Histórias de casas assombradas são parte do folclore popular norte-americano. A mais famosa provavelmente seja a história da casa de Amityville, em um condado próximo a Nova York. A história das assombrações na casa se tornaram um livro famoso nos anos 70 que originou um filme – que originou continuações, que originou refilmagens, que continua dando o que falar. Uma casa assombrada em Harrisville foi a inspiração para o filme Invocação do Mal, enquanto um sobrado tornou-se famoso em Connecticut, dando origem a outras histórias que o cinema aproveitou. A casa da família Winchester, do criador do rifle, com todas as suas peculiaridades e sua planta incomum, também tem fama de ser assombrada pelas vítimas da arma criada por seu construtor, e deu origem a um filme ruim nesse ano.
Curiosamente, as duas histórias de casas assombradas mais idolatradas da literatura americana não bebe da fonte das supostas casas reais. Uma delas é a mansão assombrada do livro A Volta do Parafuso, que deu origem ao filme Os Inocentes, nos anos 60, um dos melhores do gênero, dirigido por Jack Clayton. A outra tem sobrenome: é a casa (ou residência) Hill, do livro The Haunting of Hill House, considerado a melhor história de fantasmas da literatura norte-americana no século XX. A obra de Shirley Jackson – que eu não li – foi adaptada num clássico de 1963, The Haunting, batizado no Brasil como Desafio do Além. Foi refilmada com liberdades em 1999 por Jan de Bont como A Casa Amaldiçoada, com um elenco que contava com Liam Neeson e Catherine Zeta-Jones.
A Netflix bebeu na fonte da obra de Jackson e tomou suas liberdades, aproveitando a base do romance de Jackson, para criar uma das melhores coisas do serviço nesse ano, a minisérie “A Maldição da Casa Hill”, disponível desde a semana passada em 10 episódios.
Quem espera por uma típica história baseada em jump scares, aqueles sustos baseados em aparições bruscas e sons altos, pode se decepcionar – apesar de a série obviamente reserevar um espaço a elas. A história segue uma família que, 26 anos atrás, saiu bruscamente de uma antiga casa em que morava. Os cinco filhos do casal, cada um com alguma peculiaridade – uma menina sensitiva, dois gêmeos com sensibilidade para ver estranhas aparições – fogem apenas na companhia do pai. A mãe, misteriosamente, fica para trás, e o que aconteceu com ela é um mistério que o pai nunca esclarece completamente, até o tempo presente. Os fantasmas do passado assombram a vida de todos, confundindo aparições com problemas mentais e psicológicos e dependência em drogas. Cada um carrega um trauma que interfere nas suas vidas. Um acontecimento chocante, porém, irá reunir a família novamente, que precisa curar suas feridas e enfrentar seus demônios.

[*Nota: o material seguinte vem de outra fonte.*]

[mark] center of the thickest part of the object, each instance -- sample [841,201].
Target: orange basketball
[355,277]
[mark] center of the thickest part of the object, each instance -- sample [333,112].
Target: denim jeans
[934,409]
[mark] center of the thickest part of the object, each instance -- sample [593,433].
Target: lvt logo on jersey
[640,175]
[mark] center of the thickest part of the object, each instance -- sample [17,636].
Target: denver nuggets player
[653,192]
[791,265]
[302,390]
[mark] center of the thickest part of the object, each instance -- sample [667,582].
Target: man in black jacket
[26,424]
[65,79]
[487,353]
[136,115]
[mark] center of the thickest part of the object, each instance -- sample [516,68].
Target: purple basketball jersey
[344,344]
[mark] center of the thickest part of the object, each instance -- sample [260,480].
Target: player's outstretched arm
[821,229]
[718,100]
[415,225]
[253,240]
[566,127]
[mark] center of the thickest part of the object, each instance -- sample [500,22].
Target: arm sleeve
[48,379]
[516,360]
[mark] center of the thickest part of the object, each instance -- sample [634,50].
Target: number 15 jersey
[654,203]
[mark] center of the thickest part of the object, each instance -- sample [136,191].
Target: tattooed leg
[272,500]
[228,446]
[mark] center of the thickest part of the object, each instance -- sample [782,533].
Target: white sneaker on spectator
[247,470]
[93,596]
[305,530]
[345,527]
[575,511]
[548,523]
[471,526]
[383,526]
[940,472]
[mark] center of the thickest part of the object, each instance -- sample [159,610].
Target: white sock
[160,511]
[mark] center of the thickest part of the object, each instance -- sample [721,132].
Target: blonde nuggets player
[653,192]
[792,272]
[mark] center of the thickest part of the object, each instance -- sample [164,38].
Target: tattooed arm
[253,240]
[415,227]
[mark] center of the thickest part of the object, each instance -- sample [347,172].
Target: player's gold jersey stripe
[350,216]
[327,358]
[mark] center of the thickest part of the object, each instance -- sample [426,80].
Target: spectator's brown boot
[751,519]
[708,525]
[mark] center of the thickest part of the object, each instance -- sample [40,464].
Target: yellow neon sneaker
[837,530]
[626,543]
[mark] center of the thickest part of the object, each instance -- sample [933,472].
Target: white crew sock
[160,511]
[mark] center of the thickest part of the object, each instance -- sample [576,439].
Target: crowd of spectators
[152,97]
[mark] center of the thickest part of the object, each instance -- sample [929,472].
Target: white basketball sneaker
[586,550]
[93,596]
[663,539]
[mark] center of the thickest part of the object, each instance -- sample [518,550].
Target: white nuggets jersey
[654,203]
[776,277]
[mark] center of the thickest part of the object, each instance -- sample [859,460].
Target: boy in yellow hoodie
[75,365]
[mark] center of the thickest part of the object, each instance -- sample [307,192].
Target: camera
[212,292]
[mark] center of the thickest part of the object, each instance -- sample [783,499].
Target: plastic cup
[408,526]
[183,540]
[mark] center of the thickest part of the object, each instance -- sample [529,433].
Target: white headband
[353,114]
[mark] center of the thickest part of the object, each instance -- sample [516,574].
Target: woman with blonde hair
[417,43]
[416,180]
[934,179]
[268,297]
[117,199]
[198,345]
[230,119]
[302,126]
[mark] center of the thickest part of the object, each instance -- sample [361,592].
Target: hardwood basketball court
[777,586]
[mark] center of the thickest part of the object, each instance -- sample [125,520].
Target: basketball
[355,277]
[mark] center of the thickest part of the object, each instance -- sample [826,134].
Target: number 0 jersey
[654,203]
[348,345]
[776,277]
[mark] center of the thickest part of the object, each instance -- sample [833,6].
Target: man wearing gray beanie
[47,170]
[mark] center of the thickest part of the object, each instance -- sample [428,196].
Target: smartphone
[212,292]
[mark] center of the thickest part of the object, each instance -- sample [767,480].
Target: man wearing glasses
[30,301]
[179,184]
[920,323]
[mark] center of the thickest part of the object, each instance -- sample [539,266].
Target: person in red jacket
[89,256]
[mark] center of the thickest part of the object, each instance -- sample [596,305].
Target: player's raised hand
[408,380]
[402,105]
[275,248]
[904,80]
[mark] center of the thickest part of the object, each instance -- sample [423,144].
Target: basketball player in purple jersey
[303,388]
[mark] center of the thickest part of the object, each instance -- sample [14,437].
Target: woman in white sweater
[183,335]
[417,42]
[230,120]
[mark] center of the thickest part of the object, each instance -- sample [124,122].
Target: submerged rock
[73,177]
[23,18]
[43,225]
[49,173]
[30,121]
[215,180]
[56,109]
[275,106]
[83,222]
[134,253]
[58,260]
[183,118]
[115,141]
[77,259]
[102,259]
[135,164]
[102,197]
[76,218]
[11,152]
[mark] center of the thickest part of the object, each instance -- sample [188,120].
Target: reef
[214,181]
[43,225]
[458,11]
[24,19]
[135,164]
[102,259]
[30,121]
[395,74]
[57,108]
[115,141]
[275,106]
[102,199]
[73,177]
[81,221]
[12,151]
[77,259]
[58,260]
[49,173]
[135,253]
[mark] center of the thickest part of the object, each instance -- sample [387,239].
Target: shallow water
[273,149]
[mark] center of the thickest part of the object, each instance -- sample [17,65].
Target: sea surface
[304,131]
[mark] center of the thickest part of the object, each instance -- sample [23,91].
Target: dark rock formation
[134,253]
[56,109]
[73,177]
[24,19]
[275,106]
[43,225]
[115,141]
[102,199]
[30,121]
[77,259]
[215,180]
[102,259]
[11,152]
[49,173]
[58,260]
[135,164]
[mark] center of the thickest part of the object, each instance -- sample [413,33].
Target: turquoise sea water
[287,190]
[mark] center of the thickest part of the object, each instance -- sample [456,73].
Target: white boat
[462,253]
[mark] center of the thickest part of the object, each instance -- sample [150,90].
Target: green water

O grande mérito da série da Netflix é trabalhar com paciência o contexto do horror que assombra a casa e ligar as lembranças do passado com os traumas do presente. As peças de cada um dos personagens – cada um ganha um capítulo para falar da sua experiência na casa – vão se encaixando, frases vão ganhando vida no desenrolar da narrativa, acontecimentos vão se completando, e em meio a tudo isso, um belo trabalho de câmera e uma montagem inteligente aproveitam os espaços e a iluminação do cenário para instigar e perturbar. Entre episódios mais lentos, há aqueles que surpreendem demais. O sexto episódio, por exemplo, é composto por uma série de longos planos sem corte que mostram uma encenação dos atores no espaço que é brilhante – e devem ter sido um trabalho infernal para filmar. Mas também mostram como a série aproveita para inserir elementos aterrorizantes não na nossa frente, mas de relance na imagem, ao fundo, junto do cenário, sem aviso.
Dica, portanto, para ir se preparando para o Halloween.